Die Welt kündigt einen Artikel über den Muezzinruf über Herford so an: „Moscheestreit in Herford: Wenn der Ruf des Muezzins zur psychischen Belastung wird.“ Die westfälische Stadt mit ihren rund 67.000 Einwohnern gilt diversen gesellschaftlichen Gruppen mittlerweile als eine Art Vorreiter.

Oder kritischer betrachtet: Das beschauliche Herford steht wegen einer bestimmten politischen Entscheidung im Fokus derer, die den Graben quer durch die Gesellschaft offenbar vertiefen wollen.

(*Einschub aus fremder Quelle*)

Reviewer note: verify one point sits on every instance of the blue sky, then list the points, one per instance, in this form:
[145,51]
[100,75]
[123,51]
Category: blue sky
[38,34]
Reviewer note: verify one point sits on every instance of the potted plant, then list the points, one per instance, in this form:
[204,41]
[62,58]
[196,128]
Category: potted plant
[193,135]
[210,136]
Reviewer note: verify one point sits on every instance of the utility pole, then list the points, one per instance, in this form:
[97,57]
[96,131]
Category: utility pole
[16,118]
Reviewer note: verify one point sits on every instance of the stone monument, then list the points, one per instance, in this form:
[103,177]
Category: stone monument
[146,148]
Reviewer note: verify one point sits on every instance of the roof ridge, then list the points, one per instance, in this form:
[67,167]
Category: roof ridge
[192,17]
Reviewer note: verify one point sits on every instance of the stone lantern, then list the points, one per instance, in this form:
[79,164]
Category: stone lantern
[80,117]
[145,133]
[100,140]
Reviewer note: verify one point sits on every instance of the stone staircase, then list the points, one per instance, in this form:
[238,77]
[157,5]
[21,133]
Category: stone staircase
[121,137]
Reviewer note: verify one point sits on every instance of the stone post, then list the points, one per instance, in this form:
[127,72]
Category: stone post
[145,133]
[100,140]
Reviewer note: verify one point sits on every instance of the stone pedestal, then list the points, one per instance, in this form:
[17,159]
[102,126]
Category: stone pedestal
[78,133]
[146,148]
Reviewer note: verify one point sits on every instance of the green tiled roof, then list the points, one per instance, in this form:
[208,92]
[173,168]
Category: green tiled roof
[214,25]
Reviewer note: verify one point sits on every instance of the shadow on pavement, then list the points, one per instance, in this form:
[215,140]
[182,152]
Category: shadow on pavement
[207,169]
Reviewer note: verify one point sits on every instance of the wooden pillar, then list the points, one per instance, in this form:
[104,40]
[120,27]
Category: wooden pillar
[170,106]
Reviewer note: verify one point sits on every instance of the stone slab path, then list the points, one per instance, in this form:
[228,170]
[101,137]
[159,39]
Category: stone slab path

Das liegt in besagtem NRW-Städtchen daran, dass Herfords sozialdemokratische Bürgermeister Tim Kähler hier im Juni 2020 den Ruf des Muezzins gestattet hat. Und das ausgerechnet noch für eine jener Ditib-Moscheen, die direkt der türkischen Regierung unterstellt sind. Das Westfalen-Blatt schrieb damals: „Allahu Akbar – Allah ist jetzt auch in Herford am größten …“

Die Stadt Herford genehmigte den Gebetsruf am Freitag und in der Zeit zwischen 13:30 Uhr und 14:30 Uhr. So selten ist das in Deutschland allerdings gar nicht mehr, deshalb aber nicht weniger umstritten: Hannover, Dortmund, Köln, Wuppertal, Krefeld und Osnabrück haben Muezzin-Rufe Corona-bedingt ebenfalls gestattet. Andere Städte wie Bremerhaven und Mannheim hatten diese Form der öffentlichen Religionsausübung hingegen untersagt – und zwar so lange, bis ein gesellschaftlicher Konsens darüber hergestellt sei. Ein Herforder machte damit Schlagzeilen, dass er immer Freitags mit Kochlöffel und Topf in die Nähe der Gemeinde zog und ordentlich Lärm machte, bis die Polizei kam. Die christlichen Kirchen in Herford wurden dazu befragt, stehen aber nicht hinter dem Topfschläger.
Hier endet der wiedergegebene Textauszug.